Thank you for this interesting slides on FDA position.I noticed the following statement which requires further explanation: "FDA approval of an Investigational Device Exemption (IDE) is required for US human study of a significant risk device which is not approved for the indication being studied." How do you interpret this positioning?

My interpretation is if a significant risk device is approved for one indication and another indication is pursued with the same device an IDE could be requested to the FDA.

Do you think the same goes for a new medical device with significant risks if a predicate already exists on the market (in the United States or elsewhere)?

About this I'm not really sure.

It may works if the predicate is on the market in US but surely not if it is on the market elsewhere.

An SR determination (and the risk to human subjects) isn't based on the device per se, so a change in indication could certainly change a study from SR to NSR. For example, an extended wear contact lens (ie, a lens worn overnight) would be considered as SR, whereas if used for daily wear the very same device would be NSR. Or a device used in a coronary artery considered as SR might be considered as NSR when indicated for use in a peripheral vein.

As noted by the FDA, "The risk determination should be based on the proposed use of a device in an investigation, and not on the device alone.

Studies where the potential harm to subjects could be life threatening, could result in permanent impairment of a body function or permanent damage to body structure, or could necessitate medical or surgical intervention to preclude permanent impairment of a body function or permanent damage to body structure should be considered SR." [https://www.fda.gov/regulatory-information/search-fda-guidance-documents/significant-risk-and-nonsignificant-risk-medical-device-studies]

With regards to a predicate device - implying a device would be cleared by a premarket notification (ie, FD&CA section 510k) - such comparison must be based, in part, on the same Indications for Use, hence more than likely an SR/NSR determination would follow suit.

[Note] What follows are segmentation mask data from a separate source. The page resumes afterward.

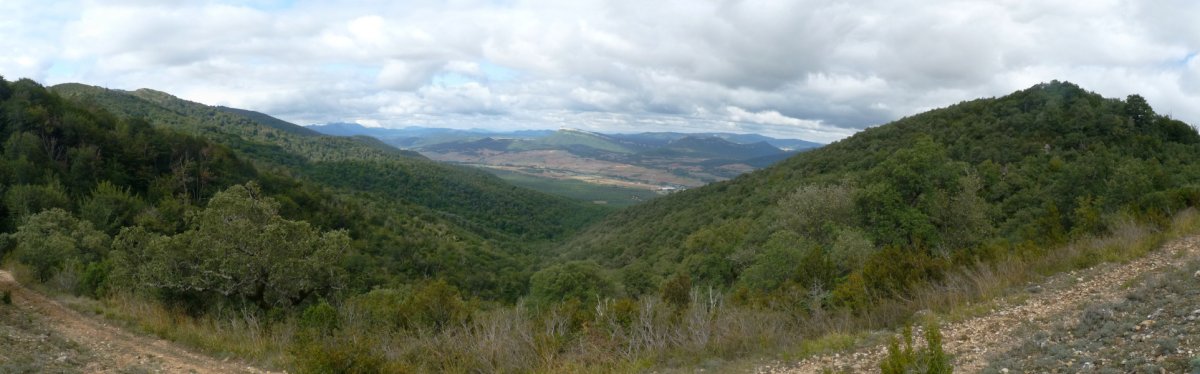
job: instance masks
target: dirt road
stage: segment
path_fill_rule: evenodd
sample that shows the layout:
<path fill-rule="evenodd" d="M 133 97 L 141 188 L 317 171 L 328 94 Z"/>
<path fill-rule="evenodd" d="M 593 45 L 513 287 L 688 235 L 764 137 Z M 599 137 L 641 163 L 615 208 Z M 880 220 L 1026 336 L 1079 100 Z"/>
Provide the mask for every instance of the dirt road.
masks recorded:
<path fill-rule="evenodd" d="M 0 270 L 0 291 L 11 291 L 13 304 L 40 315 L 64 339 L 91 351 L 91 362 L 80 368 L 87 373 L 116 373 L 145 369 L 162 373 L 268 373 L 234 362 L 197 354 L 161 339 L 129 333 L 101 321 L 84 317 L 54 300 L 22 287 L 12 275 Z"/>
<path fill-rule="evenodd" d="M 1126 264 L 1103 264 L 1091 269 L 1059 274 L 1047 279 L 1020 302 L 997 307 L 975 318 L 946 324 L 943 347 L 954 356 L 955 373 L 976 373 L 987 366 L 994 354 L 1019 344 L 1021 327 L 1049 328 L 1062 318 L 1073 318 L 1086 305 L 1124 297 L 1126 286 L 1143 274 L 1179 266 L 1193 259 L 1200 249 L 1200 236 L 1177 239 L 1147 256 Z M 1077 314 L 1077 313 L 1074 313 Z M 919 333 L 914 335 L 920 336 Z M 924 344 L 924 343 L 920 343 Z M 758 373 L 820 373 L 825 369 L 851 373 L 879 372 L 879 362 L 887 353 L 885 346 L 855 352 L 817 356 L 786 366 L 761 367 Z"/>

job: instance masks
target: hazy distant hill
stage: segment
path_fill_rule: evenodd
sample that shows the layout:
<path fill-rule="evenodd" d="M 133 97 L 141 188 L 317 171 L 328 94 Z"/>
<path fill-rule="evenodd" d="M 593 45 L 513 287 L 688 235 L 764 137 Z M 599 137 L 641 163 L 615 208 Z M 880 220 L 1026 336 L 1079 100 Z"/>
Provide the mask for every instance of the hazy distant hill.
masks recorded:
<path fill-rule="evenodd" d="M 657 196 L 647 191 L 696 187 L 732 178 L 820 146 L 798 139 L 731 133 L 603 134 L 576 129 L 497 132 L 385 129 L 346 123 L 310 128 L 331 135 L 374 136 L 433 159 L 485 167 L 529 188 L 616 205 Z M 580 187 L 586 185 L 594 191 L 581 191 Z M 614 201 L 614 196 L 619 198 Z"/>
<path fill-rule="evenodd" d="M 824 144 L 800 139 L 779 139 L 758 134 L 733 134 L 722 132 L 709 133 L 679 133 L 679 132 L 644 132 L 634 134 L 612 134 L 614 138 L 647 144 L 651 146 L 666 146 L 668 143 L 685 137 L 720 138 L 737 144 L 752 144 L 766 142 L 776 148 L 785 150 L 805 150 L 817 148 Z"/>
<path fill-rule="evenodd" d="M 672 140 L 658 152 L 723 160 L 748 160 L 784 153 L 767 142 L 738 144 L 718 137 L 687 136 Z"/>

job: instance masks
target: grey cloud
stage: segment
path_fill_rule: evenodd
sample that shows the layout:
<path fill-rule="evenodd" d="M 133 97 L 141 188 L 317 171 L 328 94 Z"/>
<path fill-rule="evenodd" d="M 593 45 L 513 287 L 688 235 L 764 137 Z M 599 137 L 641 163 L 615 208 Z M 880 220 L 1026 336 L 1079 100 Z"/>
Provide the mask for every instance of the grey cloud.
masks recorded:
<path fill-rule="evenodd" d="M 152 87 L 301 123 L 828 141 L 1051 79 L 1200 123 L 1189 0 L 13 1 L 8 78 Z"/>

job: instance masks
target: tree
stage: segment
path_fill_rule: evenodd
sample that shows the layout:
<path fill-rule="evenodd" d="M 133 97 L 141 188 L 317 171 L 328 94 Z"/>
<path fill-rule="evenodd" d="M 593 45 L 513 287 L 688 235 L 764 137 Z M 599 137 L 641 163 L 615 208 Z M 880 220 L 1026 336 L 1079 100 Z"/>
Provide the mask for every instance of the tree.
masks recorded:
<path fill-rule="evenodd" d="M 854 188 L 803 185 L 779 201 L 779 222 L 809 238 L 826 239 L 831 227 L 854 223 Z"/>
<path fill-rule="evenodd" d="M 79 205 L 79 215 L 97 229 L 116 234 L 121 227 L 133 225 L 133 219 L 145 204 L 129 192 L 105 181 L 96 185 L 92 196 Z"/>
<path fill-rule="evenodd" d="M 8 188 L 4 193 L 4 204 L 8 208 L 10 219 L 14 223 L 21 222 L 25 217 L 35 213 L 59 208 L 69 209 L 71 199 L 61 184 L 47 185 L 17 185 Z"/>
<path fill-rule="evenodd" d="M 1154 119 L 1154 109 L 1141 95 L 1129 95 L 1125 98 L 1125 115 L 1133 120 L 1135 128 L 1144 129 Z"/>
<path fill-rule="evenodd" d="M 32 267 L 34 277 L 42 282 L 62 270 L 68 261 L 99 261 L 111 243 L 108 235 L 92 228 L 91 223 L 58 208 L 29 216 L 13 239 L 17 260 Z"/>
<path fill-rule="evenodd" d="M 675 274 L 674 277 L 663 282 L 660 296 L 676 311 L 687 308 L 688 304 L 692 302 L 692 277 L 684 273 Z"/>
<path fill-rule="evenodd" d="M 188 229 L 161 236 L 126 229 L 118 275 L 133 286 L 184 297 L 218 295 L 262 309 L 288 307 L 341 287 L 338 260 L 350 246 L 344 231 L 320 232 L 278 214 L 278 204 L 257 184 L 217 193 L 188 217 Z"/>
<path fill-rule="evenodd" d="M 529 280 L 529 297 L 540 305 L 567 300 L 596 302 L 613 292 L 612 283 L 601 271 L 600 265 L 591 261 L 573 261 L 542 269 Z"/>
<path fill-rule="evenodd" d="M 788 281 L 806 286 L 826 283 L 831 277 L 825 275 L 832 273 L 828 265 L 831 264 L 825 261 L 820 247 L 795 232 L 784 230 L 767 239 L 762 252 L 742 272 L 738 281 L 758 291 L 772 291 Z"/>

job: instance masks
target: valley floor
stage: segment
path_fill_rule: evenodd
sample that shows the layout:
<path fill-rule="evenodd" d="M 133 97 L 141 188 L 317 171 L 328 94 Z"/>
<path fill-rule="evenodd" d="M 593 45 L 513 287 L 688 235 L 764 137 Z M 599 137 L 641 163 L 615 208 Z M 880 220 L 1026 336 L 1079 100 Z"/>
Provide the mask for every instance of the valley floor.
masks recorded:
<path fill-rule="evenodd" d="M 85 317 L 0 270 L 0 372 L 266 373 Z"/>
<path fill-rule="evenodd" d="M 1037 349 L 1022 349 L 1028 348 L 1026 346 L 1030 344 L 1038 344 L 1038 342 L 1032 341 L 1037 339 L 1037 336 L 1033 332 L 1055 331 L 1056 328 L 1063 330 L 1064 326 L 1076 325 L 1080 316 L 1087 314 L 1083 312 L 1084 310 L 1093 310 L 1096 308 L 1102 310 L 1114 309 L 1112 307 L 1104 309 L 1105 307 L 1103 306 L 1113 305 L 1130 297 L 1136 298 L 1137 296 L 1132 295 L 1133 293 L 1144 292 L 1144 290 L 1136 286 L 1148 282 L 1148 279 L 1152 276 L 1180 272 L 1182 271 L 1180 270 L 1181 268 L 1189 266 L 1189 262 L 1196 260 L 1198 255 L 1200 255 L 1200 236 L 1191 236 L 1168 242 L 1145 257 L 1129 263 L 1102 264 L 1090 269 L 1050 277 L 1042 284 L 1031 285 L 1019 294 L 999 300 L 995 305 L 988 308 L 988 310 L 983 311 L 984 313 L 981 315 L 961 321 L 943 323 L 942 333 L 945 342 L 943 346 L 946 352 L 953 356 L 954 371 L 956 373 L 1009 372 L 1009 368 L 1005 366 L 1007 366 L 1006 364 L 1012 364 L 1014 361 L 1009 356 L 1020 356 L 1021 359 L 1026 361 L 1037 359 L 1037 357 L 1033 357 L 1033 353 L 1030 353 L 1036 352 Z M 1200 275 L 1200 273 L 1197 275 Z M 1197 279 L 1189 278 L 1189 280 L 1200 282 Z M 1185 288 L 1194 291 L 1200 288 L 1200 284 L 1193 284 Z M 1192 298 L 1192 300 L 1185 300 L 1184 302 L 1194 304 L 1196 301 L 1195 298 Z M 1188 312 L 1191 312 L 1191 310 L 1189 309 L 1180 313 L 1186 316 Z M 1200 316 L 1192 317 L 1194 319 L 1200 318 Z M 1111 316 L 1105 318 L 1113 319 Z M 1141 318 L 1137 319 L 1138 321 L 1142 321 Z M 1152 321 L 1153 318 L 1145 318 L 1145 320 Z M 1119 328 L 1132 332 L 1147 328 L 1145 326 L 1138 327 L 1137 323 L 1131 323 L 1129 326 L 1120 325 Z M 1153 325 L 1154 323 L 1149 322 L 1148 324 Z M 1200 323 L 1200 321 L 1196 323 Z M 1162 329 L 1165 330 L 1165 328 Z M 1066 334 L 1063 333 L 1063 335 Z M 1125 335 L 1130 334 L 1126 333 Z M 923 334 L 920 331 L 916 331 L 914 332 L 914 336 L 920 337 Z M 1084 337 L 1076 337 L 1076 339 L 1084 339 Z M 1118 337 L 1118 339 L 1133 341 L 1138 339 L 1138 336 L 1137 334 L 1133 334 L 1124 338 Z M 925 343 L 921 339 L 917 338 L 915 340 L 917 342 L 914 342 L 914 346 L 924 346 Z M 1167 356 L 1169 355 L 1181 355 L 1192 352 L 1189 349 L 1200 351 L 1200 347 L 1192 347 L 1196 345 L 1194 343 L 1197 342 L 1176 341 L 1176 345 L 1182 344 L 1187 346 L 1173 347 L 1170 349 L 1170 352 L 1164 351 L 1157 357 L 1150 357 L 1149 361 L 1163 362 L 1167 360 Z M 1152 343 L 1131 343 L 1131 345 L 1151 346 Z M 1041 346 L 1044 347 L 1045 344 Z M 1078 349 L 1075 349 L 1075 351 L 1078 351 Z M 1030 354 L 1026 355 L 1024 353 Z M 1117 353 L 1108 352 L 1107 354 Z M 1127 352 L 1119 353 L 1122 355 L 1127 354 Z M 798 363 L 769 365 L 760 367 L 755 371 L 758 373 L 878 372 L 879 363 L 886 354 L 887 348 L 885 345 L 875 345 L 853 352 L 811 357 Z M 1083 358 L 1082 353 L 1069 352 L 1069 354 L 1081 357 L 1074 359 L 1067 358 L 1064 361 L 1058 362 L 1059 365 L 1054 366 L 1069 368 L 1073 365 L 1084 363 L 1081 361 Z M 1134 353 L 1128 354 L 1134 355 Z M 1106 359 L 1108 362 L 1114 364 L 1126 361 L 1125 357 L 1108 357 Z M 1186 361 L 1190 357 L 1173 357 L 1171 359 Z M 1092 363 L 1084 370 L 1097 368 L 1096 364 Z M 1024 365 L 1016 366 L 1020 367 Z M 1034 372 L 1041 372 L 1046 369 L 1050 368 L 1043 367 L 1041 370 L 1035 369 Z M 1014 367 L 1012 372 L 1023 372 L 1023 370 Z M 1066 372 L 1074 372 L 1074 370 L 1067 370 Z"/>

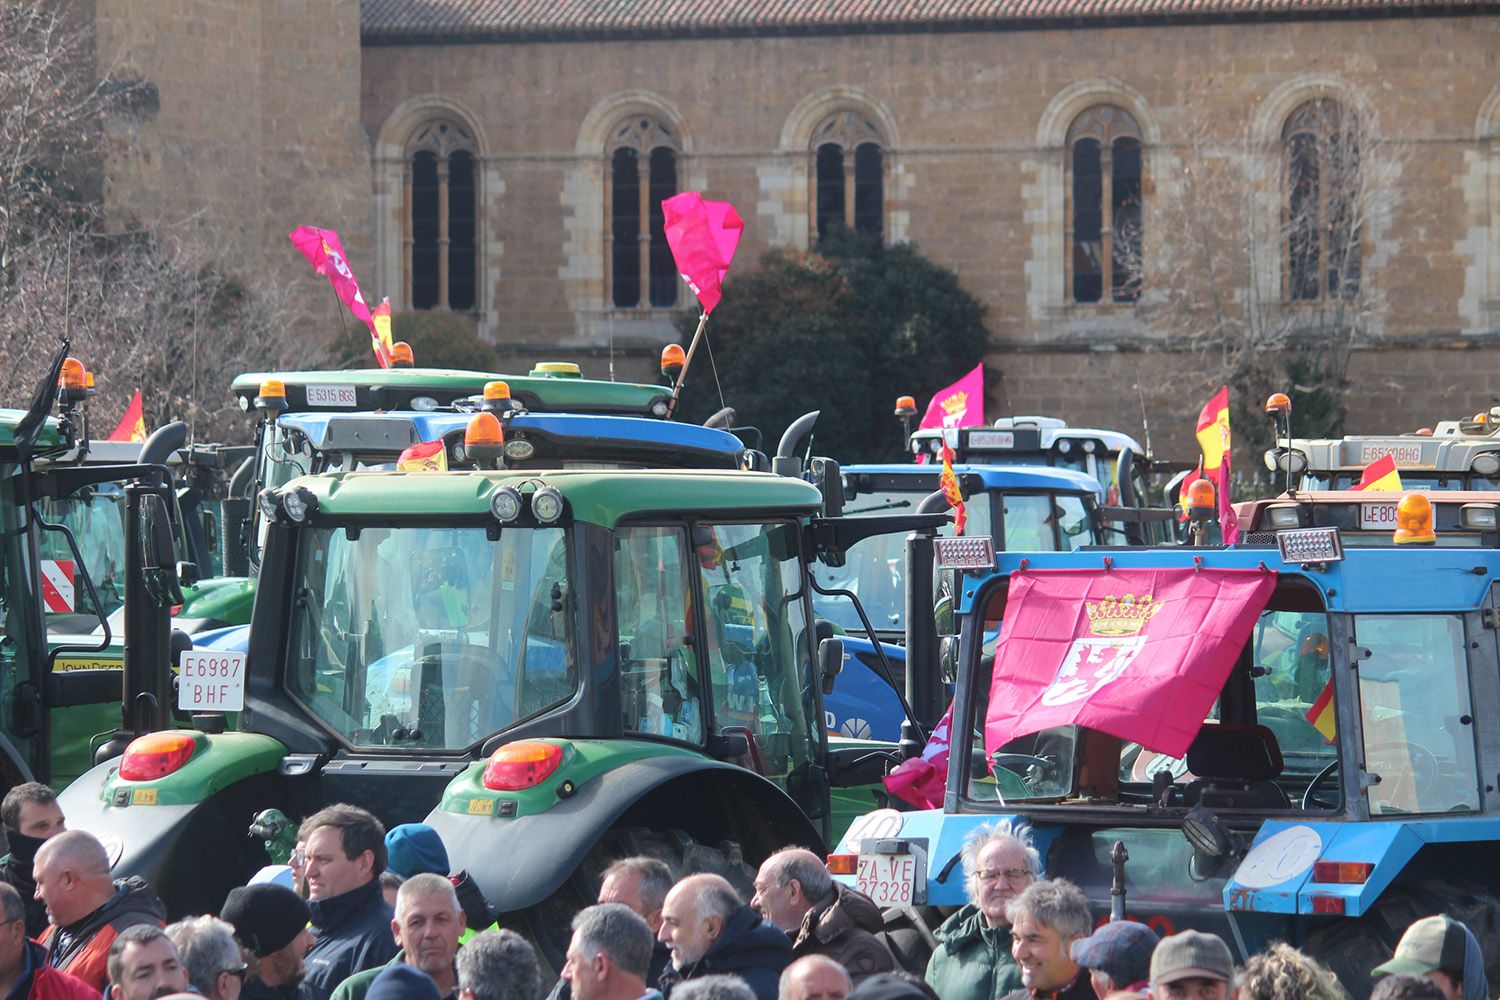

In answer to the original titled question, clinical evaluation might be based in part on the risk, but also on the scientific question or clinical objectives that are posed. A NSR device might very well have a very comprehensive clinical evaluation (eg, statistical analysis), yet not present a significant high risk profile.

@Jack Douglas, Thank you for that answer. It is very interesting to take into account the indication which can transform the level of risk of the same medical device according to its use. Could the risk also vary according to the technological environment of the place where the new device would be used, or according to the operator's expertise or qualification? and how to take it into account ?

Risk management should take into account all sources of potential hazard to the health and safety of a patient, including user expertise (eg, education), training (eg, company device training) and environment (eg, is the clinical lab adequately equipped?). Normally this is required to qualify a user prior to participating in a clinical study, or as a condition for device purchase after market approval. Of course this hasn't been ideal as many adverse events occur due to user error. It should be noted here that another obvious source of risk is the state of disease itself. Devices and training might be optimal, yet the patient's anatomy and disease can present treatment challenges.

To fully clarify the question " Do you think it is necessary to distinguish different clinical study methods for the authorization of new medical devices to be marketed according to their level of risk? ", note that most medical devices do not require clinical study data, ie, most can be safely marketed using other means of evaluation.